SCoRE – The Sentence Corpus of Remedial English. Specially designed sentence corpus and grammar pattern browser tool for low-proficiency learners (particularly in Japan) to learn grammar through access to concordance lines. The Japanese page is a bilingual parallel corpus, while the English page is monolingual. (Here is an unofficial user guide; SCoRE now has an official user guide in English, and has always had one in Japanese, on its website). Highly recommend, especially for Japanese learners of English. One could also ‘reverse engineer’ it to study Japanese through DDL.

SkELL – Sketch Engine for Language Learning. Easy-to-search and provides easy-to-read concordances and has a nice word sketch feature. Highly recommended.

Skylight – A browser-based concordancer with a relatively simple query syntax and format. Should be good for preparing concordance materials for the classroom, and maybe even for direct use by learners.

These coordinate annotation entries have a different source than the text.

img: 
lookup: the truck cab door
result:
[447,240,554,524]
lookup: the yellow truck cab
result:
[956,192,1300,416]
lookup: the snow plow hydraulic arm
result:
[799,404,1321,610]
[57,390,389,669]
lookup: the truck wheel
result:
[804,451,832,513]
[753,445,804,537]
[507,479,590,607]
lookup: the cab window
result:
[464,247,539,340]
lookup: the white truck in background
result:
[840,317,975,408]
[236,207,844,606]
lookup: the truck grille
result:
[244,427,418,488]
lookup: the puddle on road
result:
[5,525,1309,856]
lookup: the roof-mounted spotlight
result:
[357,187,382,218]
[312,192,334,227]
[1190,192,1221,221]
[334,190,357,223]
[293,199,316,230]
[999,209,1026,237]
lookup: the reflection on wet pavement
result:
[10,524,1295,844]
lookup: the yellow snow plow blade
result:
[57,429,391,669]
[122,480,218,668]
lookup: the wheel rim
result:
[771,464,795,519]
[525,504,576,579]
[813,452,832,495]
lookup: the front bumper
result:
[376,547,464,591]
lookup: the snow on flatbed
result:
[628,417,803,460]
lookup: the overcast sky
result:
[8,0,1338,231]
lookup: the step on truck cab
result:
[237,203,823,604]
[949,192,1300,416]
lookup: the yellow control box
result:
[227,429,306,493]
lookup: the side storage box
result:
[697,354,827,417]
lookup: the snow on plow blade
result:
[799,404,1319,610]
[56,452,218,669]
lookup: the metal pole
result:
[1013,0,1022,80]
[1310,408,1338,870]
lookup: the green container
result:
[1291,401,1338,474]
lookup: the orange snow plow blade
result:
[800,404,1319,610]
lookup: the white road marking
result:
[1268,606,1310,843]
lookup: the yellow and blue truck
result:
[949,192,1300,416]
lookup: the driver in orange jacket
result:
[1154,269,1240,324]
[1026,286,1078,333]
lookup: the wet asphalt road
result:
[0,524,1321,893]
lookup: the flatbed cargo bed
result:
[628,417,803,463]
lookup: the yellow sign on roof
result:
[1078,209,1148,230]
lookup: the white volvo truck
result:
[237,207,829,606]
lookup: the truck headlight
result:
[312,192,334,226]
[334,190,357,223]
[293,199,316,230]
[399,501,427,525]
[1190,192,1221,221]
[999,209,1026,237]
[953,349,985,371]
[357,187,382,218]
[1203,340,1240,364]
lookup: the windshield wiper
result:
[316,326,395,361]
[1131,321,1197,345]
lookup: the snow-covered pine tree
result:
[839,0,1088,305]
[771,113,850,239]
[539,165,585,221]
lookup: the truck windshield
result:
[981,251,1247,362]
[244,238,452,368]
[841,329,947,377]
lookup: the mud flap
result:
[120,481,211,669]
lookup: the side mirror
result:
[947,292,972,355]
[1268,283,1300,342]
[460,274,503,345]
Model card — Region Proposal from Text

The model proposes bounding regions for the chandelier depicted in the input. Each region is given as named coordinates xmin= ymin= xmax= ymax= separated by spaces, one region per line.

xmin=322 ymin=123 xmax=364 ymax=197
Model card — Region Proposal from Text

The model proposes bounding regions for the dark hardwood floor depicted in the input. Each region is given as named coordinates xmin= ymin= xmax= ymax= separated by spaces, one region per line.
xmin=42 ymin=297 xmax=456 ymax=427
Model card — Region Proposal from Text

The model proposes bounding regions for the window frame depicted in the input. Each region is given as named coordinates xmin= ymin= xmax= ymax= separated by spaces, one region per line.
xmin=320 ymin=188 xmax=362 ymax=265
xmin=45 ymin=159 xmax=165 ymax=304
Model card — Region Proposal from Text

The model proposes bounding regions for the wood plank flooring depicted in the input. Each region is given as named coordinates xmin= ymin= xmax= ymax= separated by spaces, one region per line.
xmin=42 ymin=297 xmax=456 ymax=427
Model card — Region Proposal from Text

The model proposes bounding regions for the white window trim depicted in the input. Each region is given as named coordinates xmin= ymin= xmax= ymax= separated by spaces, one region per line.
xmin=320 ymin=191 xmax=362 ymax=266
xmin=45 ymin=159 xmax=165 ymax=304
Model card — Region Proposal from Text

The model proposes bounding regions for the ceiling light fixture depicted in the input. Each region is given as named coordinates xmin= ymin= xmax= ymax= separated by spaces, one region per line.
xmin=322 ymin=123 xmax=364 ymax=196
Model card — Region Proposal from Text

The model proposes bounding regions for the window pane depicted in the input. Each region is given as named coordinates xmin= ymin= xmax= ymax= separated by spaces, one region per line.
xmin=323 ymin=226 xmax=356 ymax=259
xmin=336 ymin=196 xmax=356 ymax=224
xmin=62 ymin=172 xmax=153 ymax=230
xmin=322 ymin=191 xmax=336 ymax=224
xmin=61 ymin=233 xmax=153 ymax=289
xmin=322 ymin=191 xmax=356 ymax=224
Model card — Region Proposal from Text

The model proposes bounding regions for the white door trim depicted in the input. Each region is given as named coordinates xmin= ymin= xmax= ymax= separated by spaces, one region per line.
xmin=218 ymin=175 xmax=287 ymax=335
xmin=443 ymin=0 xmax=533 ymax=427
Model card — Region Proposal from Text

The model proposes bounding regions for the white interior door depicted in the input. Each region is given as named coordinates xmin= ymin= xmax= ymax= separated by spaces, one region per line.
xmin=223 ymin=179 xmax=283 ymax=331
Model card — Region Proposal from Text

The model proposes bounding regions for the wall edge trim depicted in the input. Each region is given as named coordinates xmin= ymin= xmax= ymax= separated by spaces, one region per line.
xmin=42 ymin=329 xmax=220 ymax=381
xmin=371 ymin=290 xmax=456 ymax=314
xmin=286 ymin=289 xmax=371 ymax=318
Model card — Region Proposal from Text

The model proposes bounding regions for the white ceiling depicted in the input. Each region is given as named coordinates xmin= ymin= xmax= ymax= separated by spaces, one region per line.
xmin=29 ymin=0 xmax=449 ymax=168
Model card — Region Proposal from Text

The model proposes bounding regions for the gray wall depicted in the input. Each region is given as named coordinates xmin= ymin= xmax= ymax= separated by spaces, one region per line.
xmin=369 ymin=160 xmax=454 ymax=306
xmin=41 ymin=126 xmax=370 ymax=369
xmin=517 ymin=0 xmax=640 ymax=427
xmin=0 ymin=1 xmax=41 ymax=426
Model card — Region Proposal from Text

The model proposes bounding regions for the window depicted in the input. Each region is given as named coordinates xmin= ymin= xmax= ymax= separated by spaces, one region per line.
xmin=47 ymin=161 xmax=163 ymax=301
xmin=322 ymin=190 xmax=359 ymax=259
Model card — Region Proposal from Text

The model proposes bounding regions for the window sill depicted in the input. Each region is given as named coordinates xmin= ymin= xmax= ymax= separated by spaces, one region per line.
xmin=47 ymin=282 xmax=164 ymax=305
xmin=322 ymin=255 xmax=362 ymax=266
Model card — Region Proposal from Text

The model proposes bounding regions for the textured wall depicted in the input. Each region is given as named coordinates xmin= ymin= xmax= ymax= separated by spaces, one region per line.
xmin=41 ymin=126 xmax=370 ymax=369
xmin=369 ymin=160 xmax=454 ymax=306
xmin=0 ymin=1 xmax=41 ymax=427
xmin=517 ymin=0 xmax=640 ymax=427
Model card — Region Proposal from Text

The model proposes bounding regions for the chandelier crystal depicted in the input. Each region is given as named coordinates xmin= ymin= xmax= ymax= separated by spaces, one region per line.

TECCLTen-thousand English Compositions of Chinese Learners corpus. A learner corpus available in raw and PoS-tagged formats.

TED Corpus Search Engine – Searchable corpus of TED talks. Links to TED videos showing the speakers actually using the queried items.

WebParaNews – Parallel corpus of Japanese and English newspaper texts.

Corpus-informed, corpus-exploiting, and corpus-derived resources

English Profile – Available for free (for now) with registration, it works like a souped-up, expanded learner’s dictionary. Entries are coded to CEFR levels (different senses of a word may be coded at different CEFR levels, so may have different entries). Lots of possible uses. Highly recommended.

FLAX – Corpus-derived Open Educational Resources like games and apps.

Just the Word – An easy-to-use collocation tool. Type in a word and get the most frequent collocations. An especially nice touch is that the collocations can be ‘clustered’ according to what kind of collocates a word has, which can help in understanding different senses of a word.

Linggle – Similar functions to Just the Word, but uses a different corpus.

Netspeak – Input a word or phrase, and Netspeak will suggest the most statistically likely collocates/combinations.

New General Service List – The most frequent (and thus important?) words for English learners to know. There is also an academic word list. Several resources and activities utilizing the list are available.

Word and Phrase – An excellent, powerful tool that can analyze text and compare it to data from COCA. Very useful!

WriteAway – Another writing tool that will offer suggestions for completing phrases/chunks.


Cambridge Dictionaries Online – Example sentences and each sense of a word is coded to a CEFR level. Multilingual. Here is their learner’s dictionary.

Linguee – Crawls the web to provide real-world translated material (a lot of translations from corporate websites and such) alongside bilingual entries. Multilingual search (lots of languages!).

Longman Dictionary of Contemporary English – Another good learner’s dictionary.

Merriam-Webster Learner’s Dictionary – Another good learner’s dictionary.

Oxford Learner’s Dictionaries – Clean interface. Lots and lots of example sentences in the entries.

PHaVE Dictionary – Covers the 150 most frequent phrasal verbs; includes various senses for several of them. Easy-to-use interface. Quite informative, imo.

DIY corpus builders

AntCorGen – A tool to compile a corpus from PLoS ONE articles.

ICEweb – Do-it-yourself corpus building tool.

TextSTAT – Do-it-yourself corpus building tool.